Bug 2090016

Summary: block layer: io is issued to low level driver in reversed order when plug is applied
Product: Red Hat Enterprise Linux 9 Reporter: Ming Lei <minlei>
Component: kernelAssignee: Ming Lei <minlei>
kernel sub component: Block Layer QA Contact: ChanghuiZhong <czhong>
Status: CLOSED ERRATA Docs Contact:
Severity: unspecified    
Priority: unspecified CC: cwei, czhong, jmoyer, minlei
Version: 9.1Keywords: Triaged
Target Milestone: rc   
Target Release: 9.3   
Hardware: Unspecified   
OS: Unspecified   
Whiteboard:
Fixed In Version: kernel-5.14.0-319.el9 Doc Type: If docs needed, set a value
Doc Text:
Story Points: ---
Clone Of: Environment:
Last Closed: 2023-11-07 08:38:52 UTC Type: Bug
Regression: --- Mount Type: ---
Documentation: --- CRM:
Verified Versions: Category: ---
oVirt Team: --- RHEL 7.3 requirements from Atomic Host:
Cloudforms Team: --- Target Upstream Version:
Embargoed:

Description Ming Lei 2022-05-25 00:45:35 UTC
Description of problem:

https://lore.kernel.org/linux-nvme/CAHex0coMNvFa1TPzK+5mZHsiie4d1Jd0Z8ejcZk1Vi1_4F7eRg@mail.gmail.com/T/#t


Version-Release number of selected component (if applicable):


How reproducible:

100%


Steps to Reproduce:

- run libaio with submit/complete batch


Actual results:

io is issued in reverse order


Expected results:

io is issued in sequential order


Additional info:

- v5.18 has the issue, and not fixed in recent linus tree yet
- introduced in the commit: bc490f81731e ("block: change plugging to use a singly linked list")

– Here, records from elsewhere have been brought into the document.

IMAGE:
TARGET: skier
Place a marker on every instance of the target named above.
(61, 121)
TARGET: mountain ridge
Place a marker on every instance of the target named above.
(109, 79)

Comment 4 Ming Lei 2023-05-16 11:10:00 UTC
Hi Changhui,

Can you test this MR so that we can move on?

thanks,

Comment 5 ChanghuiZhong 2023-05-18 08:06:06 UTC
(In reply to Ming Lei from comment #4)
> Hi Changhui,
> 
> Can you test this MR so that we can move on?
> 
> thanks,

Hi,Ming

I got reverse order both on 5.14.0-312.el9 and 5.14.0-298.2356_835743992.el9,

[root@storageqe-101 ~]# uname -r
5.14.0-312.el9.x86_64
[root@storageqe-101 ~]# 
<...>-3030    [014] .......  1475.336100: nvme_setup_cmd: nvme0: disk=nvme0n1, qid=24, cmdid=771, nsid=1, flags=0x0, meta=0x0, cmd=(nvme_cmd_write slba=192, len=63, ctrl=0x0, dsmgmt=0, reftag=0)
fio-3030    [014] .......  1475.336106: nvme_setup_cmd: nvme0: disk=nvme0n1, qid=24, cmdid=770, nsid=1, flags=0x0, meta=0x0, cmd=(nvme_cmd_write slba=128, len=63, ctrl=0x0, dsmgmt=0, reftag=0)
fio-3030    [014] .......  1475.336106: nvme_setup_cmd: nvme0: disk=nvme0n1, qid=24, cmdid=769, nsid=1, flags=0x0, meta=0x0, cmd=(nvme_cmd_write slba=64, len=63, ctrl=0x0, dsmgmt=0, reftag=0)
fio-3030    [014] .......  1475.336107: nvme_setup_cmd: nvme0: disk=nvme0n1, qid=24, cmdid=768, nsid=1, flags=0x0, meta=0x0, cmd=(nvme_cmd_write slba=0, len=63, ctrl=0x0, dsmgmt=0, reftag=0)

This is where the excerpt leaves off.